Yamanoğlu, "Yahudilik ve Hristiyanlık dinlerini araştırdım ama ikisine de ısınamadım. Ben de İslam'ı araştırmaya başladım. İlk başta çok korkuyordum. Araştırmaya devam ettim, araştırdıkça İslam’a aşık oldum" dedi.
Yazar Julia Sena Yamanoğlu, 13. Kocaeli Kitap Fuarı’nda İslam’a yolculuk hikayesini "İki Dünya Arasında" adlı söyleşi ile okurlarına anlattı. 2000 yılında Polonya’nın Sczecin şehrinde ateist bir ailenin tek çocuğu olarak dünyaya gelen Julia Sena Yamanoğlu, İslam’ı seçmesiyle birlikte Türkiye’ye yerleşti. İslam’a yolculuk hikayesini paylaşan Yamanoğlu, "Polonya’da doğdum. 4 sene önce Türkiye’ye geldim. 13 yaşına kadar ailemle birlikteydik.
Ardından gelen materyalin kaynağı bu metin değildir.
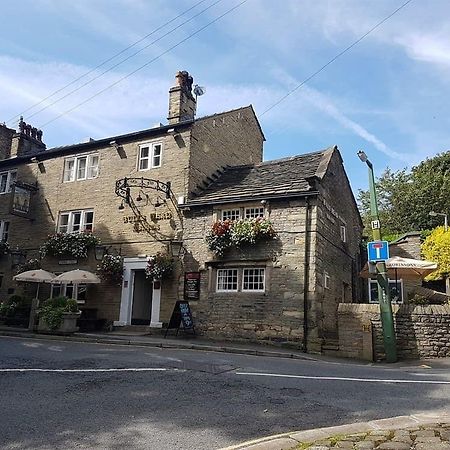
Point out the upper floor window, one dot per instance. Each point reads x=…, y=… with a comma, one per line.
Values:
x=149, y=156
x=231, y=214
x=254, y=213
x=76, y=221
x=343, y=233
x=4, y=231
x=81, y=168
x=7, y=179
x=227, y=280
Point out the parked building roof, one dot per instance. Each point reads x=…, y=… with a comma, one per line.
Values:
x=285, y=177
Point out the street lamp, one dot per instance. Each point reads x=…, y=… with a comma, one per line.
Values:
x=435, y=214
x=384, y=294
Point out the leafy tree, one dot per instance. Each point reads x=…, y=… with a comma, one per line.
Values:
x=405, y=198
x=436, y=248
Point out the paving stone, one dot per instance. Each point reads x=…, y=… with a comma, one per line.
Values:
x=394, y=446
x=364, y=445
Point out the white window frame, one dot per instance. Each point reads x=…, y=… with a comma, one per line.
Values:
x=392, y=283
x=244, y=269
x=231, y=214
x=228, y=270
x=70, y=221
x=343, y=233
x=254, y=212
x=90, y=170
x=326, y=280
x=64, y=288
x=153, y=159
x=4, y=230
x=10, y=179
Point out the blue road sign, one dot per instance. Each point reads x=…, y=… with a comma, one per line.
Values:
x=378, y=250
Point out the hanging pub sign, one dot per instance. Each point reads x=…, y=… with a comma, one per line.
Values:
x=21, y=200
x=181, y=315
x=191, y=285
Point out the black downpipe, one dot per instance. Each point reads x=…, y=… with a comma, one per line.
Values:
x=306, y=276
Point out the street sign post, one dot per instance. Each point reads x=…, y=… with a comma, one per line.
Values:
x=378, y=250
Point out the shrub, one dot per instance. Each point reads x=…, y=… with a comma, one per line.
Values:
x=69, y=244
x=52, y=310
x=159, y=266
x=31, y=264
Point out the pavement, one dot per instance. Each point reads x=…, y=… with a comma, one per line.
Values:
x=414, y=432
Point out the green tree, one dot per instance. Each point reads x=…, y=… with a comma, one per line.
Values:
x=436, y=248
x=405, y=198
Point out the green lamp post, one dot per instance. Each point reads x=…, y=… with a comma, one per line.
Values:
x=384, y=295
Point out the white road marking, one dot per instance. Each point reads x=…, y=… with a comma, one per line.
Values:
x=361, y=380
x=131, y=369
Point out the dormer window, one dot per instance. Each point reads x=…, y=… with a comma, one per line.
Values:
x=81, y=168
x=7, y=180
x=150, y=156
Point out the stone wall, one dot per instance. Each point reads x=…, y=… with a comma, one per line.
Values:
x=421, y=331
x=275, y=315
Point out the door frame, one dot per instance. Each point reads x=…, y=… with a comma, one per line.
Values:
x=130, y=265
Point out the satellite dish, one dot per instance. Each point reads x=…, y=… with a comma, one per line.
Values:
x=199, y=90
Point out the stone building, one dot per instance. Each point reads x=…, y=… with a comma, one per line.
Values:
x=143, y=192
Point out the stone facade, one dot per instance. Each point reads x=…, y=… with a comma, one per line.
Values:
x=309, y=248
x=421, y=331
x=308, y=269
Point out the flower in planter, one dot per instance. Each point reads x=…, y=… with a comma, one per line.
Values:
x=76, y=245
x=4, y=248
x=226, y=234
x=159, y=266
x=53, y=309
x=219, y=238
x=111, y=269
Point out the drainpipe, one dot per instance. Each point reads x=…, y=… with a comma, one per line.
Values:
x=306, y=276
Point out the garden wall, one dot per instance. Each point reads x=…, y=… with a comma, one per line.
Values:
x=421, y=331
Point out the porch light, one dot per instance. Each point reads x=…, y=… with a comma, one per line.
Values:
x=100, y=252
x=176, y=248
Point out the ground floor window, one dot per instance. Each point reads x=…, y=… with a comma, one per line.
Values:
x=246, y=279
x=75, y=291
x=395, y=288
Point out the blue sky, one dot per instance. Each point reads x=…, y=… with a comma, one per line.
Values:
x=388, y=95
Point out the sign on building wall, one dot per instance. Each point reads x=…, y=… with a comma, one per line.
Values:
x=21, y=201
x=191, y=285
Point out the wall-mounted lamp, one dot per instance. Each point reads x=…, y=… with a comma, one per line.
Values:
x=176, y=248
x=17, y=257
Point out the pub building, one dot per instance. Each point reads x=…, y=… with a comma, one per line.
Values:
x=261, y=250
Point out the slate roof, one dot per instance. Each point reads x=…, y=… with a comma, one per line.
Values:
x=285, y=177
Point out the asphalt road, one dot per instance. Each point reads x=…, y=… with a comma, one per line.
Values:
x=64, y=395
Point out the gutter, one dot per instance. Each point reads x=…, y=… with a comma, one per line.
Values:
x=306, y=275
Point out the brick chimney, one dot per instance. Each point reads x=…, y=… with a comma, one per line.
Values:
x=27, y=141
x=182, y=104
x=6, y=135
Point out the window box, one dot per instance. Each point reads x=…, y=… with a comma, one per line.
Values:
x=149, y=156
x=81, y=168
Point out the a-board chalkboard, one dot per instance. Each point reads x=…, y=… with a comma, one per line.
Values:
x=181, y=315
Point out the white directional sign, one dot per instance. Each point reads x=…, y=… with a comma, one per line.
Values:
x=378, y=250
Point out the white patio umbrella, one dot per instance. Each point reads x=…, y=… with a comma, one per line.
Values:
x=35, y=276
x=77, y=276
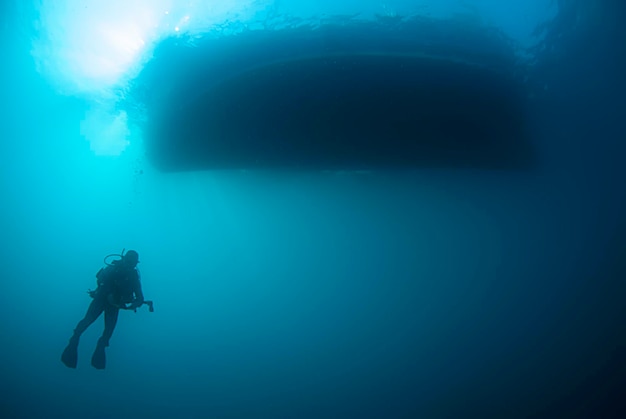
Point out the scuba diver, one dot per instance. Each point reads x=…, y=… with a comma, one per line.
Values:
x=119, y=288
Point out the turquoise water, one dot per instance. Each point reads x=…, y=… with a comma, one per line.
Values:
x=428, y=293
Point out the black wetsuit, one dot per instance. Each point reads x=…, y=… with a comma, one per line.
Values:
x=118, y=285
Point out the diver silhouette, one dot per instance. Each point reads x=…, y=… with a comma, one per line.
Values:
x=119, y=288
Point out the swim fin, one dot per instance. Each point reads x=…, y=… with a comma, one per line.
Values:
x=70, y=354
x=98, y=359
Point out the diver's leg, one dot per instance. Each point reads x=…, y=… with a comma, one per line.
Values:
x=70, y=353
x=93, y=312
x=98, y=359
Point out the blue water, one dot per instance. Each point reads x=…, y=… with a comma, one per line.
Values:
x=435, y=293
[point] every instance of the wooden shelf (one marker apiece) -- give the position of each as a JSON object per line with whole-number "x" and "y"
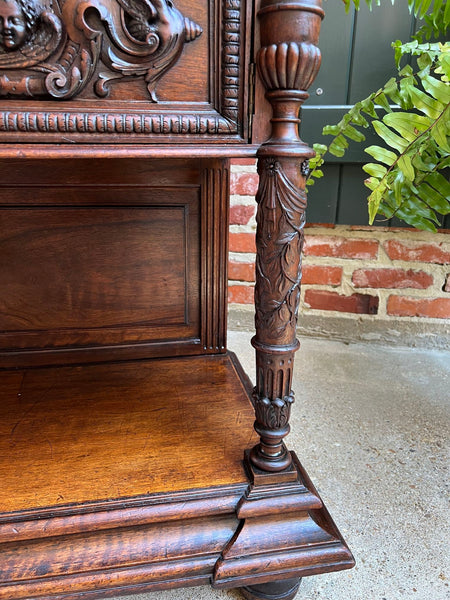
{"x": 79, "y": 434}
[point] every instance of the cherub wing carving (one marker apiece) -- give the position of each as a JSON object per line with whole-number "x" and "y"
{"x": 41, "y": 44}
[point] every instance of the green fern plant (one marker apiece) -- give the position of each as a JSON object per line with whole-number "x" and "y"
{"x": 411, "y": 116}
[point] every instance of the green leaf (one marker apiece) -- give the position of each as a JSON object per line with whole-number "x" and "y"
{"x": 439, "y": 131}
{"x": 434, "y": 199}
{"x": 440, "y": 183}
{"x": 424, "y": 8}
{"x": 397, "y": 187}
{"x": 391, "y": 138}
{"x": 447, "y": 14}
{"x": 353, "y": 134}
{"x": 368, "y": 107}
{"x": 375, "y": 170}
{"x": 331, "y": 130}
{"x": 391, "y": 90}
{"x": 374, "y": 202}
{"x": 338, "y": 146}
{"x": 436, "y": 88}
{"x": 408, "y": 125}
{"x": 426, "y": 104}
{"x": 320, "y": 148}
{"x": 382, "y": 154}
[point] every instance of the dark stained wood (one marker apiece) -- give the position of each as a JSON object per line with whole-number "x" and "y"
{"x": 78, "y": 260}
{"x": 127, "y": 71}
{"x": 80, "y": 434}
{"x": 286, "y": 589}
{"x": 123, "y": 418}
{"x": 288, "y": 61}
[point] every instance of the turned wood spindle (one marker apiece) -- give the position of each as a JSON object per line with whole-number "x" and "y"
{"x": 288, "y": 62}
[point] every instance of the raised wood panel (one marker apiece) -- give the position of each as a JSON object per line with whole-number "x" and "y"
{"x": 91, "y": 273}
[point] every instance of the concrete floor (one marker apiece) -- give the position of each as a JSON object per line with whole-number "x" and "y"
{"x": 371, "y": 425}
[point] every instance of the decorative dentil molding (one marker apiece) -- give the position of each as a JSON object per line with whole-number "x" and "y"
{"x": 58, "y": 50}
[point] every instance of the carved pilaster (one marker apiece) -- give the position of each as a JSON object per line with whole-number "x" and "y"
{"x": 287, "y": 68}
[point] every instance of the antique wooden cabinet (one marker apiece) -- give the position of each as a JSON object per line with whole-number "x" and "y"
{"x": 129, "y": 459}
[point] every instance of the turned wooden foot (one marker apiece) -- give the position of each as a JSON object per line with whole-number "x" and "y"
{"x": 276, "y": 590}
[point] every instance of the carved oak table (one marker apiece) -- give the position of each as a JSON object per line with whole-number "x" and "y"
{"x": 128, "y": 456}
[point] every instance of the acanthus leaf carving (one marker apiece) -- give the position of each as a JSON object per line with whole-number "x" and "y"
{"x": 51, "y": 51}
{"x": 281, "y": 218}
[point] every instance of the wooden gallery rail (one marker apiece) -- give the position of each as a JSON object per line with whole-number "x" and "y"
{"x": 130, "y": 458}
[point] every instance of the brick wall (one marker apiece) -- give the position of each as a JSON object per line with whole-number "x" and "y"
{"x": 385, "y": 273}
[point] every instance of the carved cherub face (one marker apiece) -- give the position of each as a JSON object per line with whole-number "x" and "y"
{"x": 13, "y": 27}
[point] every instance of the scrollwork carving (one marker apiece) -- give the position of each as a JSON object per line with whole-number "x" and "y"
{"x": 280, "y": 218}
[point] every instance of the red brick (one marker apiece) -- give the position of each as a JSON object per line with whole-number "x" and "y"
{"x": 446, "y": 287}
{"x": 246, "y": 162}
{"x": 325, "y": 225}
{"x": 240, "y": 214}
{"x": 242, "y": 242}
{"x": 420, "y": 252}
{"x": 391, "y": 278}
{"x": 241, "y": 271}
{"x": 356, "y": 303}
{"x": 340, "y": 247}
{"x": 403, "y": 306}
{"x": 321, "y": 275}
{"x": 244, "y": 184}
{"x": 241, "y": 294}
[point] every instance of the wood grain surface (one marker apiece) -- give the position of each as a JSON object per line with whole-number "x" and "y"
{"x": 78, "y": 434}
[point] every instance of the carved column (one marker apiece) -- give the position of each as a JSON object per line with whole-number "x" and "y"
{"x": 288, "y": 62}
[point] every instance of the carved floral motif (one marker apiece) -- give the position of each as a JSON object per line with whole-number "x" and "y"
{"x": 280, "y": 218}
{"x": 95, "y": 43}
{"x": 273, "y": 414}
{"x": 53, "y": 50}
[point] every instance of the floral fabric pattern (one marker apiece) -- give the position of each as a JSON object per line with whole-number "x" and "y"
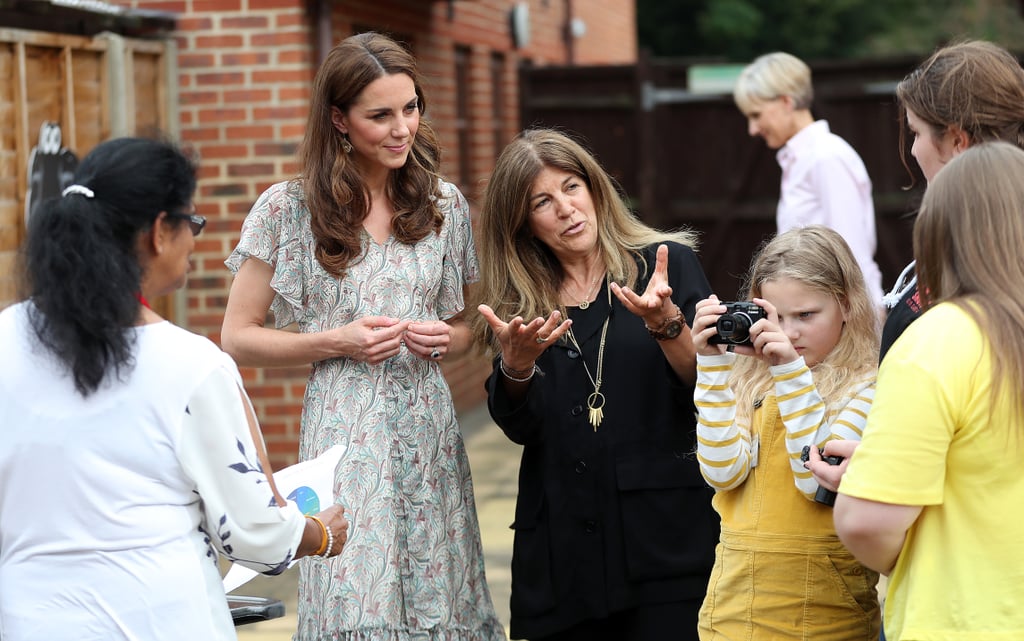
{"x": 413, "y": 567}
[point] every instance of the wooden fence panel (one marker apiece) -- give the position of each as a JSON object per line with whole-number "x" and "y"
{"x": 685, "y": 159}
{"x": 94, "y": 88}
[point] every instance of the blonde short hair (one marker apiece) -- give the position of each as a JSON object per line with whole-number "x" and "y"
{"x": 773, "y": 76}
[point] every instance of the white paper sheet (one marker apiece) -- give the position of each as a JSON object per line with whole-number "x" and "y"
{"x": 310, "y": 485}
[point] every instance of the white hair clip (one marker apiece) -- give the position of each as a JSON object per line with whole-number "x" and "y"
{"x": 902, "y": 286}
{"x": 78, "y": 188}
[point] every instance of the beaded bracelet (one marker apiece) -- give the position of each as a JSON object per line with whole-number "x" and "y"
{"x": 330, "y": 543}
{"x": 326, "y": 539}
{"x": 517, "y": 376}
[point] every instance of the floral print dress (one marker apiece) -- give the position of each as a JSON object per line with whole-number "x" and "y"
{"x": 413, "y": 567}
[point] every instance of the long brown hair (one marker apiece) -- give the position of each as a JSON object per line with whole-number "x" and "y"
{"x": 817, "y": 257}
{"x": 519, "y": 275}
{"x": 967, "y": 242}
{"x": 332, "y": 184}
{"x": 975, "y": 86}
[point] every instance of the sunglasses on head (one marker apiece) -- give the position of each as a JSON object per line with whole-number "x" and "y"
{"x": 196, "y": 221}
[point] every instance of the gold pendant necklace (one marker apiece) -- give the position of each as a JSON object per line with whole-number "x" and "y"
{"x": 585, "y": 302}
{"x": 595, "y": 401}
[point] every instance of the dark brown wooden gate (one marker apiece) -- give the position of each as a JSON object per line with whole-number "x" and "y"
{"x": 685, "y": 159}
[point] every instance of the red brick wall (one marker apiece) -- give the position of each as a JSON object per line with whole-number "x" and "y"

Ailemden çok sevgi görmedim. Annem ve babam boşandığında tek kaldım. Çünkü annem yurt dışına gitti. Babam ise iş adamı olduğu için sık sık şehir dışına çıkıyordu. Çocukluğumda çok yalnız kaldım. Kimseyle arkadaşlık kuramadım. Her gece gökyüzünü izliyor, huzur buluyordum. Yahudilik ve Hristiyanlık dinlerini araştırdım ama ikisine de ısınamadım. Ben de İslam’ı araştırmaya başladım. İlk başta çok korkuyordum. Araştırmaya devam ettim, araştırdıkça İslam’a aşık oldum. Gökyüzünü izledim, o gece gökyüzü çok güzeldi. Sanki yıldızlar bağırıyordu, ‘Müslüman ol’ diye. 18 yaşıma kadar babama Müslüman olduğumu söyleyemedim. Bir gece haber izlerken babama Müslüman olduğumu söyledim. Kavga ettik ve ben de evden ayrıldım" dedi.
"Eşim kulağıma ezan okudu ve Sena ismini aldım"
Müslüman olduktan sonra "Meryem" ismini kullanmaya başladığını ifade eden Yamanoğlu, "Eşimle tanıştım. Eşim bana kulağıma ezan okunup okunmadığını sordu, bilmiyordum. Kulağıma ezan okudu ve Sena ismini aldım. O gün bugün Sena ismini kullanıyorum" dedi.
Julia Sena Yamanoğlu, "Avrupa’da İslam’a fobi arttı. Haberlerde görüyoruz. Saldırılar oluyor kıyafetlerden dolayı. Gençlerimiz ateist oluyor. Bir yerde ne kadar acı varsa onun nimeti daha fazladır. Elbet İslam ve Müslümanlık hak ettiği yeri bulacaktır" diye konuştu.